The reason why a lot of banks have excessive cost-income ratios is because they are heavily dependent on distribution fees from their investment banking arms.

As soon as those products don’t sell anymore, or when interest rates are low, the cost infrastructure becomes too large to handle.

Which models will work in the future?

We will always be a niche player, servicing and offering wealth management products for clients who might want to use universal banks for transactional purposes, but come to us for the safety of our balance sheet and to preserve the part of their wealth that they give to us.

For us, the challenge is to make it clear that our model doesn’t involve conflicts of interest, and therefore ensure that the perception of our service and philosophy isn’t the same as many of the private banks which are part of universal banking groups.

Looking at the evolution of wealth in Asia, 25 years ago when individuals were starting their businesses, they wanted to deal with banks offering deposits and corporate lending. Then, as entrepreneurs wanted to list their businesses, they looked for an investment bank to help them do more sophisticated capital market transactions, for example IPOs.

These individuals are now more aware of the different types of wealth management offerings, have more wealth to protect, and therefore will use banks for different specific reasons.

So how can banks differentiate themselves?

It is about products and the strategy that firms can put together. In Asia, there is a greater need to develop Asian-tilted products.

This is because Asian clients want this to satisfy their home bias. Plus, European clients want more and more exposure in Asia, so the industry needs to offer them solutions that are attractive to them.

What are the opportunities for international players in local markets?

Being successful in private banking depends on knowing your clients’ risk tolerance, needs and aspirations.

Take our recent strategic alliance in Australia with JBWere as an example. We are not in that market so we don’t know these clients as well as a domestic player, and as a result we are not as well equipped to advise them in the same way as a firm like JBWere.

On the flipside, with Australia experiencing so much growth in wealth over the past 20 years, JBWere has been mainly domestically focused.

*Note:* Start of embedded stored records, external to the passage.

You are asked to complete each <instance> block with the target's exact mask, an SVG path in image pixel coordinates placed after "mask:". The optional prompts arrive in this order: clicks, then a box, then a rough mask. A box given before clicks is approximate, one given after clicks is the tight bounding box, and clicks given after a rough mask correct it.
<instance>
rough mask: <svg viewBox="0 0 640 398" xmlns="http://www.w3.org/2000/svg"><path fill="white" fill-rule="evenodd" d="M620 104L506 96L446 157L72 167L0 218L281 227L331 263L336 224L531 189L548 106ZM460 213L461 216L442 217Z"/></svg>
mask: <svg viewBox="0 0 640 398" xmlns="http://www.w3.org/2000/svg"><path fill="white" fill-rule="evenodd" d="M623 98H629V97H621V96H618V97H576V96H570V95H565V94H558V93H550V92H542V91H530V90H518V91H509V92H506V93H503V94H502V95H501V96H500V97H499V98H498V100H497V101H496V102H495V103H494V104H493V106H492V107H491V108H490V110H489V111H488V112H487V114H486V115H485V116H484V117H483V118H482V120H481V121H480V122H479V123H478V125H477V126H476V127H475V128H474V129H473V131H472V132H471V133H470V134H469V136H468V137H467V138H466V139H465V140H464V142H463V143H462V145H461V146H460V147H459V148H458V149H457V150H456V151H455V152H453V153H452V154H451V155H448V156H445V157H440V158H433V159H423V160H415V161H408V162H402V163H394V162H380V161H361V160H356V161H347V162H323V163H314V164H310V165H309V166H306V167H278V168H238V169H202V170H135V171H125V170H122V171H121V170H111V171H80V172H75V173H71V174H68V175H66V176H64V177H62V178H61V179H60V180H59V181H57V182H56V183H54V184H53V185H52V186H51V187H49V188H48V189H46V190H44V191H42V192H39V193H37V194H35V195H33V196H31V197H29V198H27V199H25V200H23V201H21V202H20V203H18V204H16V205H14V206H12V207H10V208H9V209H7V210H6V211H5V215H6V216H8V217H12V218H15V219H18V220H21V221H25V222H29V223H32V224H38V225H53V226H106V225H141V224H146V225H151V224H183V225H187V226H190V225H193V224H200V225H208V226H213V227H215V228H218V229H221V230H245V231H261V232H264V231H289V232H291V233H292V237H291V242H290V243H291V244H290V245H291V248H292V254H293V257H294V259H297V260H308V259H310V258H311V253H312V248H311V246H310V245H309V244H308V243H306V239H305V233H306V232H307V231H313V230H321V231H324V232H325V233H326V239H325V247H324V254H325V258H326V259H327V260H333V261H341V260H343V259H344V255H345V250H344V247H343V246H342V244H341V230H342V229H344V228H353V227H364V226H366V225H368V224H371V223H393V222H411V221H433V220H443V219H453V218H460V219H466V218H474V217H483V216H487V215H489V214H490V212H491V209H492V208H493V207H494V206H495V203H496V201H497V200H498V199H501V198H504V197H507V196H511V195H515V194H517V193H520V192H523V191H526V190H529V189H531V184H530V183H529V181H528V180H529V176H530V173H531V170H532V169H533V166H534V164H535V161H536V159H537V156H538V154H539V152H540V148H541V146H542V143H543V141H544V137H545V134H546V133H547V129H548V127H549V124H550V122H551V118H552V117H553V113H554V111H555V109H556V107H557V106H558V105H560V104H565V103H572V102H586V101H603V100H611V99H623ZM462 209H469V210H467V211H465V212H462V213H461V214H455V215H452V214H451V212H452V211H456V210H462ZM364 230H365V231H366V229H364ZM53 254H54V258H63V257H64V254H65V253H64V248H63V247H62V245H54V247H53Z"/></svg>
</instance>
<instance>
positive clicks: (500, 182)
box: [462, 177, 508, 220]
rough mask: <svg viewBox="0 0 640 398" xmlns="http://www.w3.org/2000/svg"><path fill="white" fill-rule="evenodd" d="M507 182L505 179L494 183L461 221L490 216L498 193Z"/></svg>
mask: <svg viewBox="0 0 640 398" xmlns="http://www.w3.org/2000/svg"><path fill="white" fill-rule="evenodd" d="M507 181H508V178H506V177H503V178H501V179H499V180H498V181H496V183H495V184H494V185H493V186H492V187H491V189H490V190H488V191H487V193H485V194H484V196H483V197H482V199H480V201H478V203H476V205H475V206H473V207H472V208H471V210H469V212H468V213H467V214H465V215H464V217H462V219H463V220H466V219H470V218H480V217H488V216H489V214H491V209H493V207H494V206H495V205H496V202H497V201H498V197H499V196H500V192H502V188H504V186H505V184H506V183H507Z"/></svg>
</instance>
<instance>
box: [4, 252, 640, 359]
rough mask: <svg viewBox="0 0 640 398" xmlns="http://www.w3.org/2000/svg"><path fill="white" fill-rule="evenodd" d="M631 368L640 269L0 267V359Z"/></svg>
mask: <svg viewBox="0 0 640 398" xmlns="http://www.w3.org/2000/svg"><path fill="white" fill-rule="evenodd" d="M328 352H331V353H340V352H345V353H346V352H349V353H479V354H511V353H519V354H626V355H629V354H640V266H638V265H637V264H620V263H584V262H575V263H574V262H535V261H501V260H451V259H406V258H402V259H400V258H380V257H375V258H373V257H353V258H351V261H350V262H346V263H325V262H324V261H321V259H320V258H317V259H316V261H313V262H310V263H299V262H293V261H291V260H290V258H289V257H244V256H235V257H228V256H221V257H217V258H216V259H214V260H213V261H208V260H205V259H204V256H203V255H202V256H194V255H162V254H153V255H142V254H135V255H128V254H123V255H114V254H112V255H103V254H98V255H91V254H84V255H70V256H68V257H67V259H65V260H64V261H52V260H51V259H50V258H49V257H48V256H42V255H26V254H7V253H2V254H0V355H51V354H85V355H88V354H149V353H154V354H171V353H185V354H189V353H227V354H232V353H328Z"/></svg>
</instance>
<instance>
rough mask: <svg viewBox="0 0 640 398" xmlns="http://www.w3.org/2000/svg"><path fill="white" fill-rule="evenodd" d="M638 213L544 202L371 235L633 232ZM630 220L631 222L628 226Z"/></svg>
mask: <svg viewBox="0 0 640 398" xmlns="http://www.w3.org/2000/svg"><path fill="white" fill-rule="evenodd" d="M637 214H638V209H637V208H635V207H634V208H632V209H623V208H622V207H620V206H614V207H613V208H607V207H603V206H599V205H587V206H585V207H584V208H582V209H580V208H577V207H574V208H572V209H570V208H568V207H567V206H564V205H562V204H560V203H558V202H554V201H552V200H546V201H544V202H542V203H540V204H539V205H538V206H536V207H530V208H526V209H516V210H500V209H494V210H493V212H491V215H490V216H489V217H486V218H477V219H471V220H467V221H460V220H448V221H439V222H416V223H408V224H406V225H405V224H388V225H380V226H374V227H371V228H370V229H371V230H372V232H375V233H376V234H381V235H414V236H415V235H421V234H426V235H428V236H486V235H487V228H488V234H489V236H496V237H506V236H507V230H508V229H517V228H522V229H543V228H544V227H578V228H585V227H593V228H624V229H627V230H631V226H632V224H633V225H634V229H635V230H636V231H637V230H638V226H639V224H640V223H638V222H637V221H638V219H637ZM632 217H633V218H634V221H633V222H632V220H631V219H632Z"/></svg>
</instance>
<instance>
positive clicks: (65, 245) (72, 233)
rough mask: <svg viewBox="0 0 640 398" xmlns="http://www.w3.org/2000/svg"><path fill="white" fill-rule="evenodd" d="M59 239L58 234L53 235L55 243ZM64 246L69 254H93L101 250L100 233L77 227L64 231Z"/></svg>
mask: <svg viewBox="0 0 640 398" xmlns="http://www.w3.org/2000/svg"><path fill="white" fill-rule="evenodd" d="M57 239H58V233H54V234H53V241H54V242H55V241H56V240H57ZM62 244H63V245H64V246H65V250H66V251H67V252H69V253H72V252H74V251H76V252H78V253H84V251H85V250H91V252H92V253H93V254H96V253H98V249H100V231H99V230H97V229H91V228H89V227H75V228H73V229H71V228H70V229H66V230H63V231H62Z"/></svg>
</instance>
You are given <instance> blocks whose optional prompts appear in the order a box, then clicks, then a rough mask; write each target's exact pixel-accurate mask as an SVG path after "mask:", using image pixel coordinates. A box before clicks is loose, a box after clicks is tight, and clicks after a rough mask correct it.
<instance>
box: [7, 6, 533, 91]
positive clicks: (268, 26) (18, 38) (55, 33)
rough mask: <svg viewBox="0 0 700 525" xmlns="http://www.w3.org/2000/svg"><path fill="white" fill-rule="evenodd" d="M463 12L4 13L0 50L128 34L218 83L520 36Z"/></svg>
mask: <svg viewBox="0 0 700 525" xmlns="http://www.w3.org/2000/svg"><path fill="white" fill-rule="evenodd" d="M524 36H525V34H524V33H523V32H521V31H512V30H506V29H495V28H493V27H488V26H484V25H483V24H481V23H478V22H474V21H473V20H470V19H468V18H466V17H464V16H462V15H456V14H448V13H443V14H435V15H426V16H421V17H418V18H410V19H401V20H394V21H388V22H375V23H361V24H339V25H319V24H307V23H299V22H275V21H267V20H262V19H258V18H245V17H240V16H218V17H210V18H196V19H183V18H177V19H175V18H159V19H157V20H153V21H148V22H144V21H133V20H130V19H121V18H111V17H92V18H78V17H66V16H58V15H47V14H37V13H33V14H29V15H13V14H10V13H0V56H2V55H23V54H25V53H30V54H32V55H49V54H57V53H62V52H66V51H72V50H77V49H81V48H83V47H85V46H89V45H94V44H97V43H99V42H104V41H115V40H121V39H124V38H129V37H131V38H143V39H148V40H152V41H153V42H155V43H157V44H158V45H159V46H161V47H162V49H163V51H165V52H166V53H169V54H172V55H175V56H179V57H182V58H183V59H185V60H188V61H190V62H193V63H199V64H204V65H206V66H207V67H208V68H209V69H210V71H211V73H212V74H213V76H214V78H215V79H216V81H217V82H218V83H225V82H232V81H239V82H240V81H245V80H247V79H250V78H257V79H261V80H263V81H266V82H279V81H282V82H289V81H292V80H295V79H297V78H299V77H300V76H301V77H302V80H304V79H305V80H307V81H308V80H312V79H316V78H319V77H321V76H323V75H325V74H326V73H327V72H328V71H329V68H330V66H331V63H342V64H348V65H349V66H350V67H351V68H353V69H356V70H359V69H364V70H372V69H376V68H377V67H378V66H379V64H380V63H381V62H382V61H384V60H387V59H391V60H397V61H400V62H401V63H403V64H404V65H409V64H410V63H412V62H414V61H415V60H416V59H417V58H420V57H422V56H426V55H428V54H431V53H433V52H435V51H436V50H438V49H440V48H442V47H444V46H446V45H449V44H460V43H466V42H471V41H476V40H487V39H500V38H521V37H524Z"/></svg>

However, it now needs to provide a global platform to enable clients to diversify internationally, so they need to find a partner where there is no conflict of interest. We satisfy that at two levels – we don’t intend to enter the local market and compete for clients domestically, plus we don’t intend to sell these clients investment banking products. Instead we offer the technology to service the clients and the know-how to offer global wealth management advice.

This creates a win-win. JBWere keeps the ownership of the clients, and we provide the platform. For us, JBWere is our window into the Australian market.